On 10/09/2015 12:25 PM, Alec Hothan (ahothan) wrote:
> Still the point from Chris is valid. I guess the main reason openstack is
> going with multiple concurrent schedulers is to scale out by distributing the
> load between multiple instances of schedulers because 1 instance is too
> slow. This discussion is about coordinating the many instances of schedulers
> in a way that works and this is actually a difficult problem and will get
> worst as the number of variables for instance placement increases (for
> example NFV is going to require a lot more than just cpu pinning, huge pages
> and numa).
> Has anybody looked at why 1 instance is too slow and what it would take to
> make 1 scheduler instance work fast enough?

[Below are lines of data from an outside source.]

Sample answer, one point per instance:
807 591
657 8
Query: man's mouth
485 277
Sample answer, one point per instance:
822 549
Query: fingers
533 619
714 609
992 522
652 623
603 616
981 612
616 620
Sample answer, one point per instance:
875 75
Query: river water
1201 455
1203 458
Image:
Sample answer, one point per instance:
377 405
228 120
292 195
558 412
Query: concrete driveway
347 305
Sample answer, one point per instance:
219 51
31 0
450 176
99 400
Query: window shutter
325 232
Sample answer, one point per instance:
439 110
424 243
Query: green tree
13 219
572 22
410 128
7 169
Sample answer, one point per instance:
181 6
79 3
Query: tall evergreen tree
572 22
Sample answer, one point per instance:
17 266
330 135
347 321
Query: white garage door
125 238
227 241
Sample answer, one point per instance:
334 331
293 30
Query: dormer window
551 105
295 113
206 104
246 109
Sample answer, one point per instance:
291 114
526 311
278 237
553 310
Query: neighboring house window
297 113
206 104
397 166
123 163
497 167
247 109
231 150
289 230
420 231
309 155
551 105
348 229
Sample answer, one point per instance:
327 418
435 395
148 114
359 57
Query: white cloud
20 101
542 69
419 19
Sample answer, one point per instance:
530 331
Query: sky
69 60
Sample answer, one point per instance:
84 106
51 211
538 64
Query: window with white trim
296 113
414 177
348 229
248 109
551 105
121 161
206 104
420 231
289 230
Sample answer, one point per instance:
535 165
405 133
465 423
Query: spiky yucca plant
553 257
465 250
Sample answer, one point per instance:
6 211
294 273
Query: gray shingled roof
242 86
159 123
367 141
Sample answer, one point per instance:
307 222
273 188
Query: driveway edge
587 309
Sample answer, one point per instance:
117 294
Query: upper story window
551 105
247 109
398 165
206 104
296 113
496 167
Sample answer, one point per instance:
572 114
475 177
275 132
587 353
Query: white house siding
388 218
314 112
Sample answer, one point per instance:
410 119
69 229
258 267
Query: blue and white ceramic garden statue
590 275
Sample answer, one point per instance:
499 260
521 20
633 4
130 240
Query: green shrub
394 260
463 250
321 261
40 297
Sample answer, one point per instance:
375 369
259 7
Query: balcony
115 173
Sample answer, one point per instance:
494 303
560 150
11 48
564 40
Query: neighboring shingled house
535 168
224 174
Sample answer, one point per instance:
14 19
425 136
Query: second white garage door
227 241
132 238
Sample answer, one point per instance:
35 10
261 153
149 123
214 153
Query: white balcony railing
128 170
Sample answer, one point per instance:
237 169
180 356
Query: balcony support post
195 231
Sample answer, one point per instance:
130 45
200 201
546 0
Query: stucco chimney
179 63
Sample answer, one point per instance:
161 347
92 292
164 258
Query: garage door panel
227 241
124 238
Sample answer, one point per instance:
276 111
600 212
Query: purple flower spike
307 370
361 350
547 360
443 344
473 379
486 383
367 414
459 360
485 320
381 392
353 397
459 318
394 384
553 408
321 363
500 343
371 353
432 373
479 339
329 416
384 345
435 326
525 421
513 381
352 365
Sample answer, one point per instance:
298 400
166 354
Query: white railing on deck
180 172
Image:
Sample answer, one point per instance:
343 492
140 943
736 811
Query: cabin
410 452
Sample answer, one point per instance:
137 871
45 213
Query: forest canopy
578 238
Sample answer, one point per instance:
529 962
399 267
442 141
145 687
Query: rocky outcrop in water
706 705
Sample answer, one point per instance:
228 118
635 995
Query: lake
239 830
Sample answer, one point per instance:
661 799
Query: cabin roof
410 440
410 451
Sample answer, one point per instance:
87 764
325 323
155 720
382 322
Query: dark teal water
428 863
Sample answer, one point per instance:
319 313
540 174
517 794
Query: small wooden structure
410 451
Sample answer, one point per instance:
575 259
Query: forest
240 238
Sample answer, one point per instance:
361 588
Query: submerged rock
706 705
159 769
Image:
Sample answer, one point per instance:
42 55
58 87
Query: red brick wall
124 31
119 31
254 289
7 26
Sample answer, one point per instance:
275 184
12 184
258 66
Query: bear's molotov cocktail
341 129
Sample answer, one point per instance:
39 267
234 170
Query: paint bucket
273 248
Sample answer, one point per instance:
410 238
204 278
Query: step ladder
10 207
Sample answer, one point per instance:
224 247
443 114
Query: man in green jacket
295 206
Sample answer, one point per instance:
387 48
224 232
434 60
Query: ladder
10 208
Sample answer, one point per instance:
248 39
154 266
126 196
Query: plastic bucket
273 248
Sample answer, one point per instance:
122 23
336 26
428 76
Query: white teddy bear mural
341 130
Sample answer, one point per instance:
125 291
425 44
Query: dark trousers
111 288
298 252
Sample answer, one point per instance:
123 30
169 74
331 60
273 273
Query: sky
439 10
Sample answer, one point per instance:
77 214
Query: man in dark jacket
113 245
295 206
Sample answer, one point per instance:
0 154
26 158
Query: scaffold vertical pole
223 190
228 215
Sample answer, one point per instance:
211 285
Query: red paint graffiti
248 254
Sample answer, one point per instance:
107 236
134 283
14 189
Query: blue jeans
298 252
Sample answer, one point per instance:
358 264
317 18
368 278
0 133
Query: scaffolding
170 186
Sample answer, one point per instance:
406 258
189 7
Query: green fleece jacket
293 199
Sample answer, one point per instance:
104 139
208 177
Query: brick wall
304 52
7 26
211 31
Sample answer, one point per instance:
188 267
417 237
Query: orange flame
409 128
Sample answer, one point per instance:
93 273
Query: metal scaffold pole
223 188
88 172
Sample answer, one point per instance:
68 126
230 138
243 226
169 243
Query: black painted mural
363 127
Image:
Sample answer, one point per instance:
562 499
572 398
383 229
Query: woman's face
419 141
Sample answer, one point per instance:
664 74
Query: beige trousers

This does not preclude the use of
> concurrency for finer grain tasks in the background.

Currently we pull data on all (!) of the compute nodes out of the database via a 
series of RPC calls, then evaluate the various filters in python code.

I suspect it'd be a lot quicker if each filter was a DB query.

Also, ideally we'd want to query for the most "strict" criteria first, to reduce 
the total number of comparisons.  For example, if you want to implement the 
"affinity" server group policy, you only need to test a single host.  If you're 
matching against host aggregate metadata, you only need to test against hosts in 
matching aggregates.